Anavatanı İskoçya’da İngiltere’nin ulusal gelirine yaptığı 5 milyar sterlinlik katkıyla övünç kaynağı olan viski, ülkeye yeni göç eden Türkler’in de dikkatini cezbetmiş durumda.
Bir içki uzmanının yönlendirdiği ekip bugüne kadar denenmemişi deneyerek, normalde yemek sofralarıyla anılmayan isli, ağaç aromalı ve yanık lezzetlerdeki çeşit çeşit viskiyi, patlıcan, karides, mantarlı pilav ve Adana kebabıyla tattı.
Müzik öğretmeni ve şarkıcı Aslı Koptur, farklı lezzetler aradığını ve bilmediği ayrıntılar öğrendiğini söyledi.
İçki uzmanı Murat Çark, büyük bir masanın etrafına toplanan viski meraklılarına, kadehi kaldırarak önce rengine bakmalarını sonra koklamalarını, küçük bir yudumu dillerinin üzerinde üç saniye tuttuktan sonra içmeleri gerektiğini öğretti. Çark, böylece viskinin hangi tür fıçıdan geldiği gibi ayrıntıların bilinebileceğini anlattı.
Ankara Anlaşması vize tipiyle gelmiş oldukları Londra’da hayatlarını yeni baştan kuran Türkler, viskiye anavatanında gereken saygıyı göstermek istediklerini, bu eğitimi de o yüzden aldıklarını belirtti. Pazarlama işindeki Yılmaz Bayat anlatılanlarla bakış açısının değiştiğine şaşırdığını söyledi.
Modacı ve tekstilci Cengiz Dalkılıç da hep marka ve fiyatına göre değerlendirmenin yanlışlığını, viskiye buz koymamak gerektiğini bu eğitimle öğrenmiş.
Emre Toker adlı pazarlama uzmanı en çok, yemekle viskinin yan yana gelmesine şaşırmış. Toker, viski belli bir teknikle yudumlandığında Adana kebabının bile lezzetini arttığını söylüyor.
İnşaat mühendisi Fatih Kepçe, tarihi ve kültürü hakkında öğrendikleriyle viski konusunda bir aydınlanma yaşadığını söyledi.
Murat Çark özellikle Türk mutfağından lezzetlere yönelik bir çalışma yaptığını, "acaba olur mu" diye merak edenleri şaşırttığını belirtti.

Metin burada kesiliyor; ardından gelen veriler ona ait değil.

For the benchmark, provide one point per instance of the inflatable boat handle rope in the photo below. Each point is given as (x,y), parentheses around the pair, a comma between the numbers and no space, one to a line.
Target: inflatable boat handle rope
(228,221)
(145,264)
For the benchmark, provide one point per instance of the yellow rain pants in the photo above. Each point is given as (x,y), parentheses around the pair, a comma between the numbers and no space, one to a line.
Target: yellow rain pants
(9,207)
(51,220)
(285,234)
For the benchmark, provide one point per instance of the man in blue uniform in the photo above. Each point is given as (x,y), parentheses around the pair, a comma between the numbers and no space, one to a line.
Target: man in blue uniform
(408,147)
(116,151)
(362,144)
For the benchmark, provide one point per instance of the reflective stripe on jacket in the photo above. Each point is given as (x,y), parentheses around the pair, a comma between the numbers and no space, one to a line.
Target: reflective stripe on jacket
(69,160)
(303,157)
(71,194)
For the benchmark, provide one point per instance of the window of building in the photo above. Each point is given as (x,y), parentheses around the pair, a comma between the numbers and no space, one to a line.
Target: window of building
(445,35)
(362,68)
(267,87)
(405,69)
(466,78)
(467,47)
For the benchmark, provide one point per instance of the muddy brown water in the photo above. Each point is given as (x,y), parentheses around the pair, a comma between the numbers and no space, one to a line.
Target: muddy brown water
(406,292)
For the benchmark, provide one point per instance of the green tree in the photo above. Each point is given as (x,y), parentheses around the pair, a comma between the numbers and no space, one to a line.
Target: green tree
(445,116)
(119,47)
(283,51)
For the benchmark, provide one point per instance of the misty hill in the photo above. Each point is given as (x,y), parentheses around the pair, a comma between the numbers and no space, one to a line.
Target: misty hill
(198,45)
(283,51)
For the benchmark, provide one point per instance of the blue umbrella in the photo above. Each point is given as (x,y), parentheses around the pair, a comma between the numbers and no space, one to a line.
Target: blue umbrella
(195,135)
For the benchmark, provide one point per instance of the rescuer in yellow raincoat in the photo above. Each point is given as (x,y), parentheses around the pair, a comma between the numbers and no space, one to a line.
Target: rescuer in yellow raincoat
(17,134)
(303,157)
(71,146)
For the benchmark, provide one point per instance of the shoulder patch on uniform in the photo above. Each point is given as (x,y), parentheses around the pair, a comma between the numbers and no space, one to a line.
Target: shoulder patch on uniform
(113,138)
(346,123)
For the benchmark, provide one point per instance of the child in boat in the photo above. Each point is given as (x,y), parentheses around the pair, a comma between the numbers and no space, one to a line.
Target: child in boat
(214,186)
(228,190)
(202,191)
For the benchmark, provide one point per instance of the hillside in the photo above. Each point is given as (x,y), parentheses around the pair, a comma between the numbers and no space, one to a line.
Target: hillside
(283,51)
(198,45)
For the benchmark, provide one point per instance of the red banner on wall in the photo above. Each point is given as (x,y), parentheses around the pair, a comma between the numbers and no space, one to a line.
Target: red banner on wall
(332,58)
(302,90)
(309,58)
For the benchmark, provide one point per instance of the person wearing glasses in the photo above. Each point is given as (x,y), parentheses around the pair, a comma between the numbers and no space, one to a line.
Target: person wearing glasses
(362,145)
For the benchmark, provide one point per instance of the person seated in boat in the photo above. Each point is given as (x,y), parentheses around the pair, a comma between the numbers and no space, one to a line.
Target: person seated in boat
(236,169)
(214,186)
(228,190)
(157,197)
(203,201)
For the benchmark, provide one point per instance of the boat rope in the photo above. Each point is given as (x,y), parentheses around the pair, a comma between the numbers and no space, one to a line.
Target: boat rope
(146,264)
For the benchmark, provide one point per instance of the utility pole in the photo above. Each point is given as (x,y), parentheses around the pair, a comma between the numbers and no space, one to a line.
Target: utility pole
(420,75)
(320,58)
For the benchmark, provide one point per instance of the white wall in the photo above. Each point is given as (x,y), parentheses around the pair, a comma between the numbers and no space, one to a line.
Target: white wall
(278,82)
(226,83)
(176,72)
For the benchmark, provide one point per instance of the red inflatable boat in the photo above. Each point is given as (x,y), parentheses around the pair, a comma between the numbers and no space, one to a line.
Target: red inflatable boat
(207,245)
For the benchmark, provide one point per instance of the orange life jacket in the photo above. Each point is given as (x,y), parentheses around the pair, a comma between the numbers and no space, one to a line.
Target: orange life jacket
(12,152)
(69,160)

İskoç viskilerin neden dünyada öncü olduğunu, yapımında kullanılan malzemeler üzerinden anlatan Çark, arpanın daha filizlendirilirken, fosilleşmiş fundalık ve süpürge otlarının kömürüyle nasıl fümelendiğini ve sonuçta nasıl lezzet farkı yarattığına dikkat çekti.